In [None]:
!git clone https://github.com/ByteFuse/indabax-2021.git
!cp indabax-2021/llama-challenge/* . -r

!pip install librosa==0.8.1

In [None]:
# alternatively, just go to the link below and download the data there
# https://drive.google.com/drive/folders/1ZucIf6bk0HXQt2mqpY_HPAHWP9UhUg6s?usp=sharing
# the csv is downloaded with the git clone above

import gdown

url = 'https://drive.google.com/uc?id=1ST6aZkNRH_iUbYjjOnXjpk3uRw5nHo7g'
output = 'data.zip'
gdown.download(url, output, quiet=False)

!unzip data.zip

# Introduction

Welcome to the ByteFuse AI Llama challenge. These challenges differ from others in that we want you to focus on what you can do with models rather than on model design and training.

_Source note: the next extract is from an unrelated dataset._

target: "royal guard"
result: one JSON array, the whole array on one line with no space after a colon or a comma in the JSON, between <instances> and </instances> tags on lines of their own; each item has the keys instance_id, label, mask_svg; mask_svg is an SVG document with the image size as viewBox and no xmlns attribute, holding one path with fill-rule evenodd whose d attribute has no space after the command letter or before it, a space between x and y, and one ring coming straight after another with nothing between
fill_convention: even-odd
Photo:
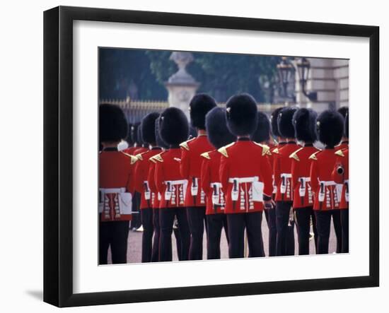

To understand the goal of this challenge, put yourself in the shoes of one of the engineers at ByteFuse. You arrive at work one morning to learn that one of the research scientists has begun work on a system capable of performing multimodal search over both images and speech. However, the scientist only trained the system partially on the [Flickr Audio Caption Corpus](https://groups.csail.mit.edu/sls/downloads/flickraudio/) because the research team is now focusing on finishing their submissions for a conference. This means that the current models aren't ideal, but if you search for a dog, you'll get images of dogs, but fine-grained detail will be missed.


The research scientist approaches you and asks if you can create a proof of concept (POC) for a product using the system to demonstrate to everyone the importance of the system, while also allowing them to find out what should be changed in the training and design process for the models to work. The only constraint for the product, according to the scientist, is that it performs multimodal search, either speech->image, image->speech, or both directions. Despite the scientist's belief that the provided models will be a good starting point, the product does not have to be built using the provided models. You can either fine-tune the existing models or create entirely new model architectures and train them from scratch.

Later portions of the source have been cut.